Çocukluğunda yaşadığı Kopenhag’da okuldaki rahibeler tarafından Müslüman olmasından dolayı uğradığı ayrımcılığı anlatarak başlayan yazar Koçak, Kürt kimliğine karşı yapılan ayrımcılığı sorguluyor

.
Yazıdan alıntılarımız;
Çocukluğumun 7 yılı, babamın memuriyetinden dolayı Kopenhag’da geçmişti. İlkokulu ve ortaokulun bir kısmını Katolik rahibelerin ders verdiği, yarı manastır bir kurumda okudum. Okulun tek Türk ve tek Müslümanıydım.

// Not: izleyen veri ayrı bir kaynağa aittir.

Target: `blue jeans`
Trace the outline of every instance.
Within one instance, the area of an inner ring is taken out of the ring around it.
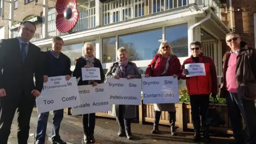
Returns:
[[[230,95],[226,98],[227,105],[236,143],[242,143],[245,140],[246,142],[256,142],[254,101],[242,99],[237,93],[229,92],[229,94]],[[242,116],[246,125],[246,135],[244,136],[243,135]]]
[[[44,144],[45,141],[45,135],[47,128],[47,122],[49,112],[39,114],[36,129],[36,144]],[[63,116],[63,109],[53,111],[53,117],[52,128],[52,140],[60,139],[59,133],[60,126]]]

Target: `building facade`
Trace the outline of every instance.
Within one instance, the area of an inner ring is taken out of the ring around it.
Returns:
[[[82,47],[87,42],[94,45],[95,55],[105,71],[117,60],[116,52],[123,46],[129,50],[129,59],[143,75],[162,39],[170,43],[181,63],[190,55],[189,44],[199,41],[204,54],[214,60],[221,77],[223,44],[225,35],[230,30],[221,20],[223,5],[218,0],[113,0],[105,3],[77,0],[78,20],[68,34],[62,34],[56,28],[56,1],[39,0],[35,5],[32,0],[18,0],[17,8],[12,11],[10,8],[14,6],[15,2],[12,1],[11,4],[4,3],[4,20],[0,20],[0,26],[4,27],[4,38],[18,35],[19,21],[32,20],[37,30],[31,42],[42,51],[47,51],[51,49],[51,38],[61,36],[65,42],[62,52],[71,59],[72,69],[75,58],[82,55]],[[8,29],[10,21],[4,19],[11,18],[12,13],[13,22]],[[180,88],[185,87],[182,83]]]

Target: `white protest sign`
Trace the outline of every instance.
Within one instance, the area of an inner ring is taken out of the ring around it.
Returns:
[[[81,103],[72,107],[72,115],[110,110],[107,89],[106,84],[99,84],[93,87],[92,85],[78,86]]]
[[[108,78],[106,84],[110,104],[140,105],[141,79]]]
[[[203,63],[193,63],[185,65],[185,69],[188,71],[187,77],[205,76],[205,68]]]
[[[76,78],[72,77],[69,81],[66,81],[66,84],[68,89],[58,91],[47,91],[47,87],[44,86],[41,94],[36,99],[38,113],[80,105]]]
[[[177,78],[172,76],[142,78],[143,103],[179,103]]]
[[[68,89],[66,76],[50,77],[48,81],[44,84],[43,89],[48,91],[58,91]]]
[[[82,68],[82,79],[84,81],[89,80],[100,80],[100,71],[99,68]]]

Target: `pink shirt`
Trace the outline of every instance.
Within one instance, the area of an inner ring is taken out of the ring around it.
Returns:
[[[230,92],[237,93],[237,86],[236,83],[236,57],[238,53],[231,53],[228,63],[228,69],[226,73],[226,81],[227,90]]]

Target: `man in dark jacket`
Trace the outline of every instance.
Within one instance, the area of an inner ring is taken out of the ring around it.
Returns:
[[[35,30],[35,24],[25,21],[18,37],[0,42],[1,144],[7,144],[17,108],[18,143],[27,143],[31,114],[43,85],[41,50],[29,42]]]
[[[226,35],[230,49],[223,58],[220,95],[227,100],[235,143],[245,140],[246,143],[255,143],[256,50],[245,49],[239,37],[235,32]],[[246,125],[246,137],[243,135],[241,115]]]
[[[60,51],[63,42],[61,38],[55,37],[52,39],[52,49],[44,53],[44,81],[48,81],[48,77],[66,76],[67,81],[71,77],[70,59]],[[39,114],[36,130],[36,144],[44,144],[45,141],[47,122],[49,112]],[[63,119],[63,110],[53,111],[52,130],[52,143],[65,144],[66,142],[60,138],[59,132],[60,123]]]

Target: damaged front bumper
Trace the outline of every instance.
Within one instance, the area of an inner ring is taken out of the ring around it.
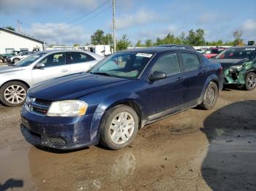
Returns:
[[[246,76],[252,69],[252,62],[246,62],[241,66],[233,66],[223,71],[224,84],[245,85]]]
[[[74,149],[92,142],[91,125],[93,114],[76,117],[42,117],[21,109],[20,130],[31,144],[58,149]]]

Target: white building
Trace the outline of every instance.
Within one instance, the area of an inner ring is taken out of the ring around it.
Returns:
[[[0,54],[10,53],[12,50],[45,50],[45,42],[33,37],[0,28]]]
[[[102,56],[112,54],[110,45],[89,45],[80,46],[77,47],[78,50],[89,51]]]

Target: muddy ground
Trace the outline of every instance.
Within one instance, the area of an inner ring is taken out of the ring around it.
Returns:
[[[118,151],[36,148],[19,112],[0,106],[0,190],[256,190],[256,90],[222,90],[213,110],[154,122]]]

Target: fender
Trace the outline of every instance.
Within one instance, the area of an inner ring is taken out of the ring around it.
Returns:
[[[108,109],[113,106],[118,105],[121,103],[132,101],[135,104],[140,110],[140,123],[143,127],[146,124],[146,117],[144,113],[146,112],[145,106],[142,105],[141,98],[135,94],[129,92],[119,93],[111,95],[102,101],[96,109],[94,117],[91,125],[91,139],[92,143],[97,143],[99,140],[99,128],[100,122],[103,115],[108,112]]]

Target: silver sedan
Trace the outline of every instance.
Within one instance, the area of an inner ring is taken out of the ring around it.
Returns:
[[[90,52],[38,52],[12,66],[0,66],[0,101],[9,106],[22,105],[27,90],[40,82],[87,71],[104,57]]]

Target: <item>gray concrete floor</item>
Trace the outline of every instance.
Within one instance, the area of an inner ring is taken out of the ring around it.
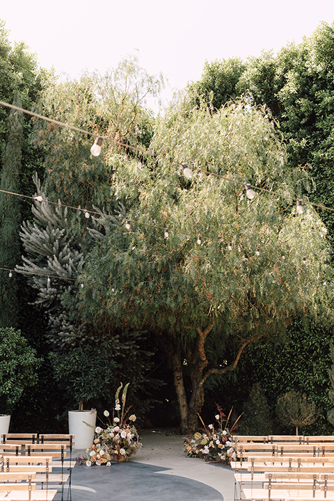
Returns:
[[[72,501],[233,501],[230,466],[186,457],[181,436],[150,431],[141,440],[143,447],[127,463],[76,465]],[[84,453],[74,450],[73,456]]]

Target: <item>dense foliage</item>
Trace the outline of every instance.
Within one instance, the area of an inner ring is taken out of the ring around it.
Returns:
[[[19,331],[0,328],[0,401],[1,413],[8,412],[27,386],[38,381],[40,360]]]

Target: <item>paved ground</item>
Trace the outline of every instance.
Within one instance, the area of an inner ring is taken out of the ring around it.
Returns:
[[[147,431],[141,438],[142,449],[128,463],[77,465],[72,501],[233,501],[230,466],[186,457],[181,436]]]

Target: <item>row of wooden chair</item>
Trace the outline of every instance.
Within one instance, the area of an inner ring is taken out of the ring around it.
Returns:
[[[233,435],[232,438],[233,441],[237,442],[262,442],[262,443],[293,442],[309,444],[312,442],[334,442],[334,435]]]
[[[0,436],[1,443],[61,443],[72,448],[74,445],[74,436],[69,434],[3,434]]]
[[[50,484],[61,486],[63,500],[66,484],[67,500],[70,500],[71,470],[76,463],[72,460],[73,445],[74,436],[67,434],[1,436],[0,500],[6,496],[11,501],[49,501],[58,492],[50,488]],[[67,450],[70,459],[65,460]]]
[[[284,438],[248,442],[244,437],[236,443],[240,461],[231,463],[234,499],[239,491],[239,499],[247,501],[334,501],[333,438],[309,437],[294,443],[291,436]]]

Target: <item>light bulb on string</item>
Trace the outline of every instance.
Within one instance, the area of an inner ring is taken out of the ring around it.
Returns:
[[[101,137],[101,136],[97,137],[95,141],[94,141],[94,144],[90,148],[90,154],[93,157],[98,157],[101,153],[101,145],[102,144],[102,141],[103,138]]]
[[[184,177],[186,177],[186,179],[191,179],[191,176],[193,175],[193,173],[191,172],[191,169],[188,167],[186,164],[181,164],[183,168],[183,175]]]
[[[296,206],[296,212],[301,214],[304,212],[303,209],[303,203],[301,200],[297,200],[297,205]]]
[[[253,200],[254,198],[254,197],[255,196],[255,193],[253,191],[252,186],[250,186],[250,184],[246,184],[245,188],[246,188],[246,196],[249,200]]]

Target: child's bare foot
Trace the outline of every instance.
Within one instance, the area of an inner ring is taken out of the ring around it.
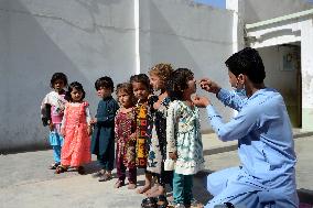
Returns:
[[[125,185],[125,183],[123,183],[122,180],[118,179],[118,180],[116,182],[116,184],[115,184],[115,188],[120,188],[120,187],[122,187],[123,185]]]
[[[85,168],[83,166],[78,166],[77,167],[77,172],[78,172],[78,174],[84,175],[85,174]]]
[[[149,190],[151,188],[150,185],[144,185],[141,188],[138,188],[136,191],[137,194],[144,194],[147,190]]]
[[[61,173],[64,173],[64,172],[67,172],[67,167],[63,166],[63,165],[58,165],[54,173],[55,174],[61,174]]]
[[[128,188],[128,189],[134,189],[136,187],[137,187],[136,184],[129,183],[127,188]]]
[[[101,177],[101,175],[104,175],[106,173],[105,169],[100,169],[96,173],[93,173],[91,177],[96,178],[96,177]]]

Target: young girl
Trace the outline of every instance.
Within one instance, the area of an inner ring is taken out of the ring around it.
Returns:
[[[115,117],[119,108],[112,98],[114,81],[110,77],[100,77],[95,83],[100,101],[96,118],[91,120],[94,133],[91,139],[91,153],[97,155],[100,171],[93,174],[99,177],[99,182],[111,179],[111,171],[115,165]]]
[[[187,68],[174,70],[168,90],[173,101],[166,117],[168,156],[164,167],[174,171],[175,207],[190,207],[193,202],[193,175],[204,167],[199,114],[191,99],[196,91],[193,73]]]
[[[116,164],[118,176],[115,187],[120,188],[125,185],[126,168],[128,168],[128,189],[134,189],[137,184],[136,109],[131,84],[119,84],[116,94],[121,108],[118,110],[115,119],[117,140]]]
[[[160,90],[159,96],[149,98],[152,132],[147,171],[154,174],[160,184],[155,191],[153,188],[150,189],[148,193],[150,197],[164,195],[165,184],[172,185],[173,173],[165,172],[163,167],[163,162],[166,158],[166,110],[171,101],[165,88],[172,72],[173,68],[170,64],[158,64],[149,72],[153,89]]]
[[[61,165],[55,173],[65,172],[68,166],[75,167],[84,174],[84,164],[89,163],[90,155],[90,112],[88,102],[84,101],[85,91],[82,84],[74,81],[68,86],[69,102],[65,105],[61,132],[64,144],[61,153]]]
[[[54,163],[50,168],[55,169],[61,164],[63,136],[60,134],[60,128],[66,103],[66,100],[64,99],[64,87],[67,86],[66,75],[63,73],[53,74],[50,86],[53,88],[53,91],[44,97],[41,106],[41,114],[43,125],[48,125],[50,128],[48,141],[53,147],[54,156]]]
[[[149,77],[139,74],[130,77],[130,84],[134,98],[137,99],[137,144],[136,144],[136,164],[139,168],[147,168],[148,157],[148,98],[151,94]],[[152,175],[148,172],[144,174],[144,186],[138,189],[138,194],[144,194],[151,188]]]

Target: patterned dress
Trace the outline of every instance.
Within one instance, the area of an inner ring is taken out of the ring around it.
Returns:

Bu yıllar boyunca hep ayrımcılığa maruz kaldım. Herkes has evlat, ben üvey evlat. Nerede faili meçhul bir suç işlense, masum da olsam suçlanan ben olurdum.
Rahibeler (tabii ki istisnalar da vardı) beni cezalandırmak için vesile ararlardı. İtip kakmaları saymıyorum bile, ama tek bir örnek vereyim: İlkokul ikinci sınıftayım; çok önceden yapılmış sudan bir yaramazlığımı bahane ederek, aylarca provasını yaptığımız yılsonu gösterisine bile çıkmaktan son anda, üstelik tam hepimiz heyecan içinde sırayla sahneye pür neşe çıkarken, menetmişlerdi beni. Üstümde sahnedeki rolüm için annemin hazırladığı giysi, tam sahne merdiveni başında, bir el tarafından hoyratça kolumdan çekilmiş ve bir kenarda büzülmüş halde, sahnedeki arkadaşlarımın gösterisini izlemek zorunda bırakılmıştım. Bu, sadizm değilse nedir?
Dahası, rahibeler sınıf arkadaşlarımı da adeta iş birliğine teşvik ederlerdi. Arkadaşlarımın çoğu bana karşı önyargılı olduğundan evlerinde kutlanan doğum günü partilerine çoğunlukla davet edilmezdim. Sürekli dışlanırdım.
Yine de bütün insanların aslında “iyi” olduğuna dair garip bir inancım vardı. Daha doğrusu, adalet bilgisinin ve duygusunun aslında herkeste var olduğunu, kötülük yapanların kötülük yaptıklarının farkında olmadığını, sadece uyarılmaya ihtiyaçları olduğunu düşünürdüm, yoksa kişi bile bile neden kötülük yapsın?
Rahibelerin bana yaptıkları sizi kızdırdı mı? İçiniz umarım isyan duygularıyla dolmuştur, yoksa bu yazıyı okuduğunuza zaten değmez. Şahsen 1960’lar Kopenhag’ındaki çocukluk yıllarımı, hayatımın karanlık “orta çağ” yılları olarak hatırlarım hep.
Sonraları başka coğrafyalarda da şunu fark ettim: Oyun oynarken ara ara bir kabadayı, bir mızıkçı çıkar ortaya; oyunu hakkınızla kazansanız bile kazanmanızı sağlayan hamleniz ya görmezden gelinir ya da aniden oyunun kuralları değiştirilir ve siz kendinizi kenara itilmiş ve oyunu kaybetmiş halde bulursunuz (belki de daha ziyade kızlar yaşarlar bu durumu).
Ne fena, değil mi?
Evet fena, ama rahibelerin yaptığının aynını Kürtlere yapıyoruz. Kürtlere yapılanlar zihnimde sürekli çocukluğumu ve o yıllarda yaşadığım, adalete sığmayan davranışların içimde uyandırdığı isyan duygusunu hortlatır.
Ne yapıyoruz biz Kürtlere yıllardır? Sırf Kürt doğdular diye insanlara böyle zulmetmek nasıl bir akıl tutulmasıdır, nasıl mazur görülür? Hâlâ eminim ki bile bile kötülük yapmayı hiç kimse istemez, ama işte, beni temsil eden devletim, beni Türk olmam hasebiyle mızıkçı ve hak yiyen konumuna sokuyor! Ben kendimi bu konumda görmek istemiyorum!
Sevgili devletim, ne olur iyiliği, güzelliği temsil et, ben de kimliğimle barışık olayım!